Final proposals for changes to how the States of Jersey is elected are due to be decided in a referendum.
The Electoral Commission has released a final report after its initial findings were put out to public consultation.
It has suggested the government be reduced from 52 to 42 members and the island be split up into six equal electoral districts.
The commission has also recommended condensing the roles of senator, deputy and constable into just one.
Currently senators serve for either six or three years while deputies and constables serve for three years.
If the commission's proposals are accepted the assembly would consist of either solely deputies or a mix of deputies and constables - all of whom would serve a four-year term.
All would be elected in a single general election after the panel concluded that the chance to pass judgement on a government outweighed the benefits of staggered elections, which the island operated before 2011.
The panel, made up of three politicians and three members of the public, has put forward suggested questions for the referendum.
A leaflet, explaining the findings, is due to be sent to all households next week.
The commission reported the main argument for removing the role of constable from the States was to ensure everyone was elected on a similar basis.
The constables are elected by parish and the elections are not always contested.
The panel said the number of eligible voters in St Helier exceeds the number of eligible voters in the eight smallest parishes.
Concerns were also raised over the separate mixed responsibilities of the constables, who have parish duties as well as their States work.
The commission found constables took on fewer positions of senior responsibility in the assembly.

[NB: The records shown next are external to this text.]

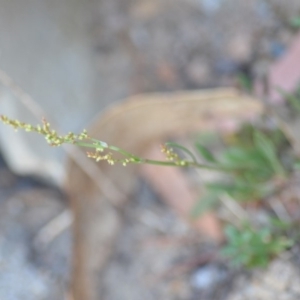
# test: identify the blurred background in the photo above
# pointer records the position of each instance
(76, 58)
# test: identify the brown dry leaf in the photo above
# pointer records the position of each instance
(135, 125)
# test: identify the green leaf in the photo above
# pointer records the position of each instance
(205, 153)
(184, 149)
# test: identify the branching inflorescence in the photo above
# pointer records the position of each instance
(101, 150)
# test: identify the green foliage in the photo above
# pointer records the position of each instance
(251, 247)
(252, 162)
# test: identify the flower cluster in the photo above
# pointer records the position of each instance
(102, 151)
(51, 136)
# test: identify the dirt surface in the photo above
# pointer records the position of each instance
(145, 46)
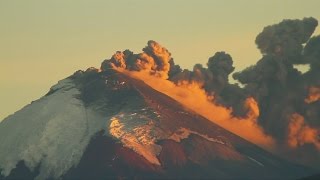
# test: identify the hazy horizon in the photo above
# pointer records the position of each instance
(44, 42)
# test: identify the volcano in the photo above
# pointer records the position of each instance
(105, 124)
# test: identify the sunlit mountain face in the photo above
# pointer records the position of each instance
(142, 116)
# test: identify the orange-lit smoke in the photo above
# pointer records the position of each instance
(314, 95)
(299, 133)
(193, 97)
(154, 59)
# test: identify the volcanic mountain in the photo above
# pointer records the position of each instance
(142, 116)
(98, 125)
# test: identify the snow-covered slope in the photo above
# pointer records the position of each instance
(53, 131)
(103, 124)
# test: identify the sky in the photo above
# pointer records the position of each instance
(42, 41)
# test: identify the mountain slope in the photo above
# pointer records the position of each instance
(107, 125)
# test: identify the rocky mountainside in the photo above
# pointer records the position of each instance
(97, 125)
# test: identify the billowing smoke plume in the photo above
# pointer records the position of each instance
(299, 133)
(277, 106)
(286, 38)
(154, 59)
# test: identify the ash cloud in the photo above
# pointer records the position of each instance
(285, 103)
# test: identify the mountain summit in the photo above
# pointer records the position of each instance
(142, 116)
(97, 125)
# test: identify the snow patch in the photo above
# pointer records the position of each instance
(184, 133)
(139, 133)
(52, 132)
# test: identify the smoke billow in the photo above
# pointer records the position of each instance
(299, 133)
(277, 107)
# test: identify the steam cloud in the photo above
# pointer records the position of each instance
(277, 106)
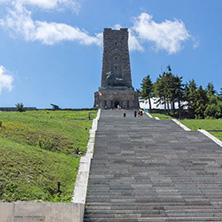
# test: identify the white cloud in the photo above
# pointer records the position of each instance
(4, 1)
(51, 4)
(167, 35)
(19, 21)
(133, 41)
(5, 79)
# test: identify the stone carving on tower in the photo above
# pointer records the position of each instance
(116, 84)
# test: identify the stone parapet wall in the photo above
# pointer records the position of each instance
(41, 212)
(110, 98)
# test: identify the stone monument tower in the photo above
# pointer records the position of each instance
(116, 84)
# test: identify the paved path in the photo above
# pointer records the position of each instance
(149, 170)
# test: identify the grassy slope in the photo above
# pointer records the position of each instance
(34, 148)
(207, 124)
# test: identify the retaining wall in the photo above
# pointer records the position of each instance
(41, 212)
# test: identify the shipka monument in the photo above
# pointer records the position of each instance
(116, 84)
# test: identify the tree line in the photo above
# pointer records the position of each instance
(192, 101)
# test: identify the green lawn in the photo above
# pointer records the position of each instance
(36, 150)
(206, 124)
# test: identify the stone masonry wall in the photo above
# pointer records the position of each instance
(116, 55)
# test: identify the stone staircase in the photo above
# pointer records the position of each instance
(149, 170)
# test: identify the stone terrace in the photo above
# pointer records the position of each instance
(149, 170)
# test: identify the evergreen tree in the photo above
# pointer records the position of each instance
(200, 102)
(210, 89)
(147, 90)
(190, 94)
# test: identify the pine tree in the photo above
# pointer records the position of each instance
(147, 90)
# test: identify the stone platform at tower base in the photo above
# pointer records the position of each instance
(111, 98)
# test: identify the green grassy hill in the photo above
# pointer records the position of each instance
(36, 150)
(207, 124)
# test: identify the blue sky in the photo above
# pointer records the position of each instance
(51, 50)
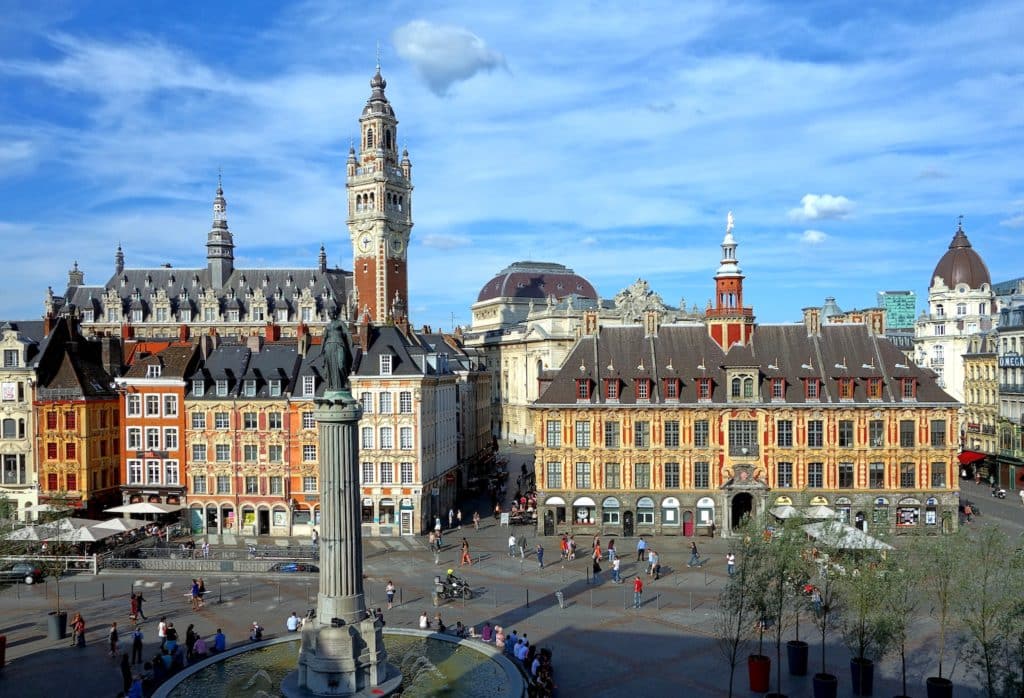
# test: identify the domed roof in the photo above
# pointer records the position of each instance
(536, 279)
(962, 264)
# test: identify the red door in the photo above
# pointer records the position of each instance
(687, 523)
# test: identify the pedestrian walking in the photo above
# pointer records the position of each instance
(694, 556)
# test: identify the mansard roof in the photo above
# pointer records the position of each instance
(687, 353)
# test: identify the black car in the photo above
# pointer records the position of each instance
(294, 567)
(28, 572)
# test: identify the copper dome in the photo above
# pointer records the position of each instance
(962, 264)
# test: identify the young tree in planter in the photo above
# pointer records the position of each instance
(738, 600)
(867, 626)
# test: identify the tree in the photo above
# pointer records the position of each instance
(738, 600)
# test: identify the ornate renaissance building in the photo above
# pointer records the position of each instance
(668, 428)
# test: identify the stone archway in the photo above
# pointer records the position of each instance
(742, 505)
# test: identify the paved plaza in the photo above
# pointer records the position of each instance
(601, 645)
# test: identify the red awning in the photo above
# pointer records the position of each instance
(969, 456)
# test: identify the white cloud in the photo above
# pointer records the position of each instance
(444, 54)
(442, 242)
(819, 206)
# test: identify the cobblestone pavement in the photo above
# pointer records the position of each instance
(601, 645)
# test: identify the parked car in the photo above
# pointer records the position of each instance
(29, 572)
(294, 567)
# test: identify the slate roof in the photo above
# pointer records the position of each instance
(688, 353)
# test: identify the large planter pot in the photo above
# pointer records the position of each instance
(56, 624)
(759, 671)
(796, 652)
(939, 687)
(862, 673)
(825, 685)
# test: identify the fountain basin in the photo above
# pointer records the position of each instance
(432, 664)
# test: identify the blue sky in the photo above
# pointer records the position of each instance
(611, 137)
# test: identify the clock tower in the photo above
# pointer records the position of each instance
(380, 216)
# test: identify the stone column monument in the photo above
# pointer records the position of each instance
(342, 651)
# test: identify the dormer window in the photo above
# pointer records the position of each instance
(845, 388)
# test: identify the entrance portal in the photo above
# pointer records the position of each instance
(742, 505)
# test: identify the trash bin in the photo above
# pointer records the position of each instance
(56, 625)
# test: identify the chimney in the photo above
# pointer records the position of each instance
(812, 320)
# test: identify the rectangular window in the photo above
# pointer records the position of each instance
(877, 475)
(672, 434)
(876, 433)
(846, 433)
(641, 434)
(583, 476)
(554, 433)
(641, 476)
(554, 475)
(611, 434)
(701, 475)
(783, 434)
(784, 475)
(612, 476)
(845, 475)
(672, 476)
(815, 475)
(583, 434)
(815, 434)
(907, 475)
(906, 433)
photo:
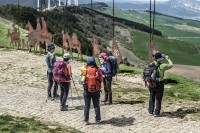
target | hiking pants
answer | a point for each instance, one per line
(107, 82)
(156, 94)
(95, 96)
(64, 90)
(50, 84)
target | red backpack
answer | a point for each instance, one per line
(93, 80)
(58, 72)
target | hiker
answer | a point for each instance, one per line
(50, 60)
(65, 84)
(105, 67)
(157, 90)
(62, 74)
(92, 88)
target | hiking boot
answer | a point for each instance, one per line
(108, 103)
(63, 109)
(49, 97)
(151, 114)
(56, 96)
(98, 121)
(156, 115)
(86, 123)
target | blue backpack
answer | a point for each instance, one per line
(114, 65)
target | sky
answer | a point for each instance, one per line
(130, 0)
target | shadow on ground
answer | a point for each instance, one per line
(171, 81)
(120, 122)
(181, 112)
(132, 102)
(75, 98)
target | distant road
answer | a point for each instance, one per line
(181, 37)
(187, 71)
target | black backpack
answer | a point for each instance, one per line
(151, 76)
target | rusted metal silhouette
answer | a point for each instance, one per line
(40, 36)
(74, 43)
(96, 48)
(14, 37)
(25, 45)
(65, 46)
(152, 50)
(116, 52)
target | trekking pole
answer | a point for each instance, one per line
(71, 95)
(76, 89)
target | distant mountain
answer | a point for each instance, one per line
(27, 3)
(188, 9)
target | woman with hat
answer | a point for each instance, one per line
(156, 94)
(92, 88)
(50, 60)
(105, 67)
(64, 86)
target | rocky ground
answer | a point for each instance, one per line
(23, 92)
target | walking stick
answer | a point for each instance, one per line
(71, 96)
(76, 89)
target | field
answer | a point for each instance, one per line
(186, 30)
(179, 51)
(23, 94)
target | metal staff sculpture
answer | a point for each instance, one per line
(14, 37)
(74, 43)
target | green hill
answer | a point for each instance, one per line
(172, 27)
(179, 51)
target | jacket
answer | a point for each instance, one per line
(163, 67)
(106, 69)
(50, 61)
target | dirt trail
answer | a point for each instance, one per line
(23, 93)
(187, 71)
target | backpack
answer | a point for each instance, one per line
(58, 72)
(92, 79)
(114, 65)
(151, 76)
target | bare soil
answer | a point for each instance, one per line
(23, 92)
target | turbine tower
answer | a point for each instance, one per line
(59, 3)
(38, 5)
(49, 5)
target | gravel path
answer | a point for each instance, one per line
(23, 93)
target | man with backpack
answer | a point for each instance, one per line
(109, 69)
(62, 74)
(153, 76)
(92, 88)
(50, 60)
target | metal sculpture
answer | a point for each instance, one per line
(96, 48)
(14, 37)
(151, 46)
(74, 43)
(65, 46)
(115, 51)
(40, 36)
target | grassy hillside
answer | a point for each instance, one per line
(179, 51)
(180, 29)
(4, 26)
(11, 124)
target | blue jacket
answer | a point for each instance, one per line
(106, 69)
(49, 64)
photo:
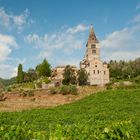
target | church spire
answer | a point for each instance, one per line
(92, 37)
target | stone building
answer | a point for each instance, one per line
(98, 72)
(59, 70)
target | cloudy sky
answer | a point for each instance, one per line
(31, 30)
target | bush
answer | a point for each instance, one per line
(137, 79)
(46, 80)
(2, 97)
(64, 90)
(39, 84)
(109, 85)
(8, 89)
(28, 93)
(53, 90)
(71, 89)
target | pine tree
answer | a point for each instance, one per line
(20, 74)
(44, 69)
(82, 77)
(69, 76)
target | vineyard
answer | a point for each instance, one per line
(111, 114)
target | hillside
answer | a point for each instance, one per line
(108, 114)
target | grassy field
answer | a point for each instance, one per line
(111, 114)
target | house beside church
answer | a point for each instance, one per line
(98, 71)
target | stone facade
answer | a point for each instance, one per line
(59, 70)
(98, 72)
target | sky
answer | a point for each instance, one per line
(31, 30)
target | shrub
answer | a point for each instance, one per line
(64, 90)
(8, 89)
(46, 80)
(28, 93)
(70, 89)
(53, 90)
(73, 89)
(109, 86)
(137, 79)
(39, 84)
(2, 97)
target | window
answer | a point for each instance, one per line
(93, 46)
(93, 51)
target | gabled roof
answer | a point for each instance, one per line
(92, 37)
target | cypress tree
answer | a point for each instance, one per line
(20, 74)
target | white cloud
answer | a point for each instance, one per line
(7, 43)
(138, 7)
(67, 40)
(7, 71)
(18, 21)
(123, 44)
(4, 17)
(136, 19)
(78, 28)
(21, 20)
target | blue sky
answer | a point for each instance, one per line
(31, 30)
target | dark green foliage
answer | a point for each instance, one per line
(112, 114)
(28, 93)
(68, 89)
(20, 74)
(137, 79)
(69, 76)
(54, 90)
(124, 69)
(7, 82)
(44, 69)
(30, 75)
(65, 89)
(82, 77)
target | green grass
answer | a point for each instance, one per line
(94, 112)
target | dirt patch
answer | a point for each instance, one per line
(42, 99)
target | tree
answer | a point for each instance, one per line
(82, 77)
(30, 75)
(44, 69)
(20, 74)
(69, 76)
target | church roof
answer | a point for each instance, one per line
(92, 37)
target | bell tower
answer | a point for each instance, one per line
(93, 48)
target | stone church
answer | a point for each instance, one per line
(98, 72)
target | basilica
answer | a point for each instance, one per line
(98, 72)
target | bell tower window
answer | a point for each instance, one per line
(93, 46)
(93, 51)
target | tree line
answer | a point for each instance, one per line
(43, 69)
(118, 70)
(124, 69)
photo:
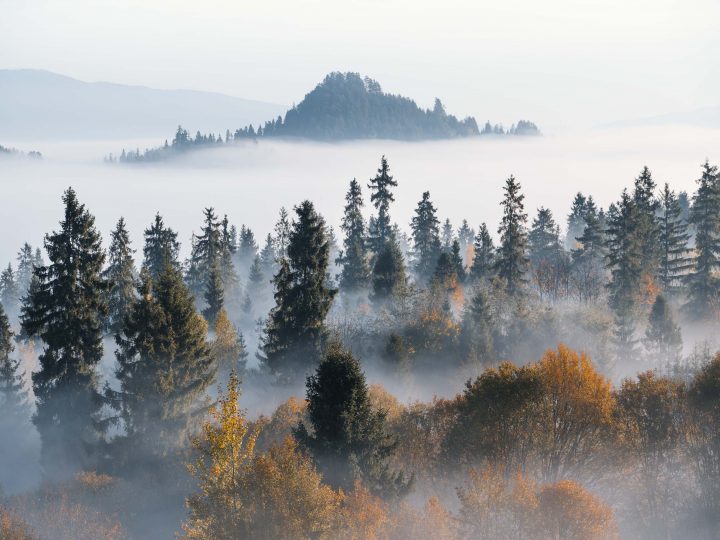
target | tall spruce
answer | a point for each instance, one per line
(66, 312)
(348, 437)
(426, 238)
(120, 277)
(483, 262)
(355, 274)
(381, 196)
(512, 261)
(705, 217)
(161, 248)
(295, 329)
(164, 368)
(673, 241)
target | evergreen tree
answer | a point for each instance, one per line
(120, 278)
(484, 255)
(426, 237)
(381, 196)
(164, 368)
(348, 439)
(705, 216)
(161, 248)
(576, 220)
(663, 339)
(355, 272)
(388, 276)
(673, 241)
(512, 262)
(66, 311)
(295, 329)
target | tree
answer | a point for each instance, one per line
(161, 248)
(66, 311)
(512, 262)
(348, 438)
(663, 340)
(426, 237)
(705, 216)
(381, 196)
(388, 276)
(295, 329)
(164, 366)
(120, 277)
(355, 273)
(484, 257)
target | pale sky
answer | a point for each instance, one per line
(562, 63)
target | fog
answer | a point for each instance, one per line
(250, 182)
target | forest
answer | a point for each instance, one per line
(378, 380)
(344, 106)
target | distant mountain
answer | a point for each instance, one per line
(39, 105)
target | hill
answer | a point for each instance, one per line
(39, 105)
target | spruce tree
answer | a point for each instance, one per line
(705, 217)
(120, 278)
(355, 274)
(295, 329)
(484, 255)
(426, 238)
(388, 276)
(663, 339)
(348, 438)
(512, 262)
(164, 368)
(66, 312)
(161, 248)
(381, 196)
(673, 241)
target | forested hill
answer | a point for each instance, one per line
(344, 106)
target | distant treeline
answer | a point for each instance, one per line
(344, 106)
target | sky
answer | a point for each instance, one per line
(562, 63)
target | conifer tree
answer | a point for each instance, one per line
(512, 263)
(663, 339)
(484, 255)
(348, 439)
(161, 248)
(381, 196)
(426, 237)
(388, 276)
(66, 311)
(164, 366)
(355, 274)
(120, 278)
(673, 241)
(295, 329)
(705, 216)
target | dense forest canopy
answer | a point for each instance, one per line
(344, 106)
(575, 357)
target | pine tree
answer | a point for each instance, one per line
(348, 439)
(426, 237)
(120, 278)
(355, 274)
(164, 367)
(576, 220)
(388, 276)
(673, 241)
(161, 248)
(663, 339)
(705, 216)
(66, 311)
(512, 262)
(295, 329)
(381, 196)
(484, 255)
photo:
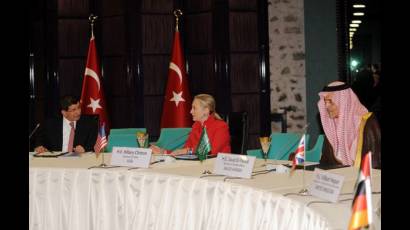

However, it mentioned this would need to be balanced against concerns that if the role of the constable was diminished, by removing them from the States, the parish and all that it represents could also be diminished.
If large electoral districts were introduced retaining the constables in the States would ensure the continuity of parish representation.
The panel said in the neighbouring island of Guernsey, where parish representatives were removed from the government in 2004, the parish has become a less important institution than it is in Jersey.
It added that it was arguable as to whether one is a consequence of the other.